Un grande dirigente sportivo che, ciclisticamente parlando, mosse i primissimi passi della sua prestigiosa carriera proprio nel territorio comasco da direttore sportivo dell’Unione Sportiva Mozzatese nei primi anni del boom economico dopo seconda guerra mondiale. Sabato 2 maggio al Museo del Ciclismo del Ghisallo sarà ricordata la figura di Agostino Omini.
Figura storica del movimento ciclistico italiano, presidente della Federazione Ciclistica Italiana per quattordici anni, dal 1981al 1995 e a lungo ai vertici dell’Unione Ciclistica Internazionale, Omini è morto nel luglio del 2024 a 97 anni-
Alle 11 di sabato al Ghisallo sarà presentato il libro “Una vita in corsa– Da Milano al mondo: dietro le quinte del grande ciclismo”. Un volume che è insieme testimonianza storica e affetto familiare e un omaggio delle figlie alla memoria del padre.

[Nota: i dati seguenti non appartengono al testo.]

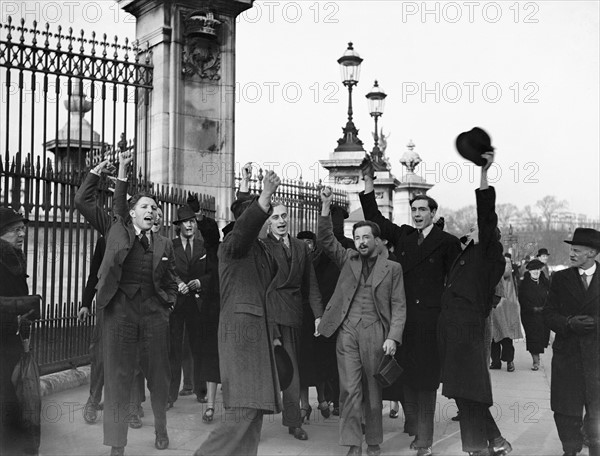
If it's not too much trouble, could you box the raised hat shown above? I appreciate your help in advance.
[456,127,494,166]
[173,206,196,225]
[274,345,294,391]
[525,259,545,271]
[565,228,600,250]
[0,206,29,230]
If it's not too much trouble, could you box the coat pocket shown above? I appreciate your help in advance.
[234,302,265,317]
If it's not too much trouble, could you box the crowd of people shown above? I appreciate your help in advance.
[0,134,600,456]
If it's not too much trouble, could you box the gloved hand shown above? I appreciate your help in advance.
[567,315,596,335]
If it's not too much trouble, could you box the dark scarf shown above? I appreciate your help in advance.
[0,239,27,276]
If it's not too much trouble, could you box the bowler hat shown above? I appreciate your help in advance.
[274,345,294,391]
[173,206,196,225]
[231,192,258,220]
[0,206,29,230]
[296,231,317,241]
[565,228,600,250]
[456,127,494,166]
[525,259,545,271]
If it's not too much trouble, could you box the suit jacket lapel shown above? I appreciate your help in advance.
[373,255,390,293]
[152,233,165,271]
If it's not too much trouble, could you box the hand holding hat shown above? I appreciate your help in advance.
[456,127,494,166]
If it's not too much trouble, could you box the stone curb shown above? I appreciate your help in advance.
[40,366,90,397]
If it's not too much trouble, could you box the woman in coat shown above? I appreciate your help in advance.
[519,259,550,370]
[0,207,40,455]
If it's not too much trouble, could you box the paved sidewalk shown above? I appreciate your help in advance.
[40,340,587,456]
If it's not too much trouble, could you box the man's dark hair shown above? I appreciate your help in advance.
[127,192,159,210]
[409,195,438,212]
[352,220,381,238]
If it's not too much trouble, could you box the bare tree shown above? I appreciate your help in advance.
[496,203,519,228]
[521,205,542,230]
[535,195,568,231]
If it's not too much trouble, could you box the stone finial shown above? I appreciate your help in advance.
[400,139,422,174]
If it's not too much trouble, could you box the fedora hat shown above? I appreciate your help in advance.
[456,127,494,166]
[565,228,600,250]
[173,206,196,225]
[274,345,294,391]
[0,206,29,230]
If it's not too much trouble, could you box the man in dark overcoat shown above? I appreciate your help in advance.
[167,206,209,408]
[359,162,461,456]
[195,171,281,456]
[75,152,177,455]
[264,203,323,440]
[543,228,600,456]
[317,188,406,456]
[438,152,512,456]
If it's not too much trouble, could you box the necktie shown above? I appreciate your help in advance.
[581,273,589,290]
[140,231,150,250]
[185,241,192,261]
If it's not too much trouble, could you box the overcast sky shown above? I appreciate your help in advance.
[0,0,600,218]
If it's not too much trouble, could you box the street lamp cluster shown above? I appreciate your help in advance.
[336,43,387,169]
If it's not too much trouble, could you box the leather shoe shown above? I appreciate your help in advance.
[129,414,143,429]
[83,402,98,424]
[288,427,308,440]
[346,445,362,456]
[417,447,433,456]
[490,437,512,456]
[367,445,381,456]
[110,447,125,456]
[154,431,169,450]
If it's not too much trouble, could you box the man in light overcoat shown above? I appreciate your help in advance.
[543,228,600,456]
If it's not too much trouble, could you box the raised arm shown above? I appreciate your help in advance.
[75,160,111,236]
[220,171,281,258]
[113,152,133,218]
[358,164,415,243]
[317,187,348,269]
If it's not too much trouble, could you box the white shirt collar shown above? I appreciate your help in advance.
[579,261,596,277]
[423,223,433,239]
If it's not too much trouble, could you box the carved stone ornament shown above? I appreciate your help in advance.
[335,176,358,185]
[181,37,221,81]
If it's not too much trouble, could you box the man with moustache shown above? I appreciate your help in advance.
[542,228,600,456]
[265,191,323,440]
[317,187,406,456]
[359,158,460,456]
[167,206,209,408]
[75,152,177,456]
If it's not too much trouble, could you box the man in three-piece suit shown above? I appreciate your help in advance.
[264,200,323,440]
[543,228,600,456]
[75,153,177,455]
[167,206,209,408]
[317,188,406,456]
[359,159,461,456]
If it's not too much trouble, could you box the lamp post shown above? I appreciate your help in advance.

Un racconto nato dai ”quaderni” di appunti che Omini ha compilato per decenni, custodendovi aneddoti, sfide politiche e visioni che hanno trasformato il mondo delle due ruote, rendendolo più organizzato e moderno.
L’opera, curata dalle figlie Antonella ed Elisabetta Omini, nasce dal desiderio di condividere il “diario di bordo” di un uomo che ha attraversato il Novecento con visione e coraggio. Dalle umili origini come fattorino a 12 anni per sole 7 lire al giorno, fino ai vertici dell’Unione Ciclistica Internazionale, la vita di Agostino Omini è stata lo specchio del boom economico italiano e della rinascita dello sport.